As described in the previously shared content, it is a customized L2 with basic shards and personally customizable game shards. With World Engine (proprietary game engine), game developers can use custom parameters (such as higher tick rate, local AA with gas customization, ECS database, and compatibility with clients such as Unity, Unreal, JS, etc.) Create unique execution environments. They also provide an automatic indexer similar to other game engines. They optimized the L2 & world engine, made content written in Solidity abstract, and encouraged game development in Go. In traditional game development, while Go is a perfect programming language, it is not the language of choice because most of the engines and libraries support C, C++, and C++.
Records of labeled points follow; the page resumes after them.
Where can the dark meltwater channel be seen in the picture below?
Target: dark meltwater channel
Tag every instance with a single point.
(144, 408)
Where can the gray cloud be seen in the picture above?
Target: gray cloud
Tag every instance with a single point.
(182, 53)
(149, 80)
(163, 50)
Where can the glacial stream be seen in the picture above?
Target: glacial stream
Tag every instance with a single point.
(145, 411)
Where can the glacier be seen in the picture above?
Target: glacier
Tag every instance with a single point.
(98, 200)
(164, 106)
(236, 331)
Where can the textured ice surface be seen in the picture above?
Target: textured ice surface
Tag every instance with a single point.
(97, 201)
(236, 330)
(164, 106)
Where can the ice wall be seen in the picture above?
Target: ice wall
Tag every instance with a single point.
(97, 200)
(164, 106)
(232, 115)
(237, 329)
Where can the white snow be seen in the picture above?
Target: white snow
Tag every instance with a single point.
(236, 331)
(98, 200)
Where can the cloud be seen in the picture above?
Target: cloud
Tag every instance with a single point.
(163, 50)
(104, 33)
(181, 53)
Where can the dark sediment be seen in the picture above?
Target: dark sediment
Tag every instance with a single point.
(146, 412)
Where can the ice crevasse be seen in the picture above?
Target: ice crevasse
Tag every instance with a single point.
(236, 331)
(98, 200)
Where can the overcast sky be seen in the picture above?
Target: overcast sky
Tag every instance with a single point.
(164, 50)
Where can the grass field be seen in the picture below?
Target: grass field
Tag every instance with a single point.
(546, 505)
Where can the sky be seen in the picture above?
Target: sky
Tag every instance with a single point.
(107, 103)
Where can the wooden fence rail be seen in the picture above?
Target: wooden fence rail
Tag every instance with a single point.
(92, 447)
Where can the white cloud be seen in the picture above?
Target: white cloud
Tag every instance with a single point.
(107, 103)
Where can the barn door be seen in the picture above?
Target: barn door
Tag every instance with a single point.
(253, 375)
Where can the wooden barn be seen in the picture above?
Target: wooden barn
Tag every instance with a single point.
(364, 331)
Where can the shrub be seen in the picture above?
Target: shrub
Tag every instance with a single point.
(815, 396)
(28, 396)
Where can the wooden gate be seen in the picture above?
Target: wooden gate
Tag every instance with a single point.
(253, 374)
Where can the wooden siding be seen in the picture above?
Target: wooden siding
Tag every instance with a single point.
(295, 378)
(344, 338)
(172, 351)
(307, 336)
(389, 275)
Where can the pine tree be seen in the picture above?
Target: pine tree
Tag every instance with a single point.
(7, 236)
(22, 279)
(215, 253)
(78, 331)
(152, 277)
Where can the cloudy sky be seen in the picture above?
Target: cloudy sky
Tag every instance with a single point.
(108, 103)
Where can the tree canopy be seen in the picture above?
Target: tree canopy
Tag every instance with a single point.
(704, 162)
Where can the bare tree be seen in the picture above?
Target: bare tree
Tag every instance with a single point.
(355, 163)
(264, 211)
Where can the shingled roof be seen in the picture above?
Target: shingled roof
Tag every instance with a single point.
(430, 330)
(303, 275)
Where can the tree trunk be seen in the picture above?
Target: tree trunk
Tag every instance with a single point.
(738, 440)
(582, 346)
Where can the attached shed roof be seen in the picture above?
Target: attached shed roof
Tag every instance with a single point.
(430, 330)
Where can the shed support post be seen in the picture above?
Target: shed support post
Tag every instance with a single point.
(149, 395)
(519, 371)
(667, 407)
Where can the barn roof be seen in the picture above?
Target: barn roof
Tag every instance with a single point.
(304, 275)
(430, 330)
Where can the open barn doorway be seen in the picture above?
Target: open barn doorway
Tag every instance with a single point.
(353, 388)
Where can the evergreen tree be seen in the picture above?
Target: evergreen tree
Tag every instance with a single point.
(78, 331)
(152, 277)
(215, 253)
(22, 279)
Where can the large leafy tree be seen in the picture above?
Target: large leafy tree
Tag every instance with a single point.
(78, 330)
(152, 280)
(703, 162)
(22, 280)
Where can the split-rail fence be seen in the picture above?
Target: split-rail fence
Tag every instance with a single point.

Scott hinted at a unique value proposition in his recent presentation, namely location-based sharding (like "Asian server", "European server"), which could further improve latency in games. As an example, most sequencers are located in the US, and Asian players typically face latency of at least 300ms, which is a long time in games. The entire structure is backed by a shared sequencer tailored to optimize latency rather than synchronous composability and atomic bundling. It has no locks that block the runtime - multiple shards are supported and will not be blocked by each other, nor will a total ordering be enforced.
Cardinal Shard is the first game shard implemented by the company, with 20 ticks per second, comparable to traditional games.
Keystone:
The Curio team was the first commercial team to experiment with a custom L2 and eventually partnered with Caldera to implement their custom OP Stack. They embed the ECS structure into their tick chains and will provide features like automatic indexing, Unity's client support, etc. This is a research and development project, the result of their efforts to build Treaty.earth. More content may be shared with the public when the team is more prepared.
Other attempts:
While these four are the most cutting-edge and well-known in the EVM/Ethereum ecosystem, there are several other custom game engines being built by teams like Playmint and Solana (Arc by Jump Crypto). Topology is another explorer at the forefront of online gaming and has launched Isaac on Starknet, based on their proprietary game engine, and their latest game, Shoshin, is also coming soon.
in conclusion:
Today's various engines are trying to increase the tick rate and expand the network, aiming to allow the blockchain to carry more complex game interactions-this reminds me of the competitive landscape of VR game devices in the early years, when new technologies emerged , various companies fought for a long time around the transmission bandwidth of vr headsets. Under the call of hardware manufacturers, developers flocked to try to make a vr/ar version of various games. However, with the inspection of the market, People found that only certain fixed categories are suitable for VR, and the bandwidth problem of the title is not critical. Similarly, the winning process of the full-chain engines will be the result of a complex system game, but it is foreseeable that the one who finds the pmf first (the one with the full-chain blockbuster output on the content side above the engine) will have a greater Competitive Advantage.
We're excited to see the evolution of each layer, the release of new games and the emergence of new engines. Except for MUD v2 and Dojo, none of them have been battle-tested yet, and we still have a long way to go before we figure out who is the unreal and unity of the on-chain world.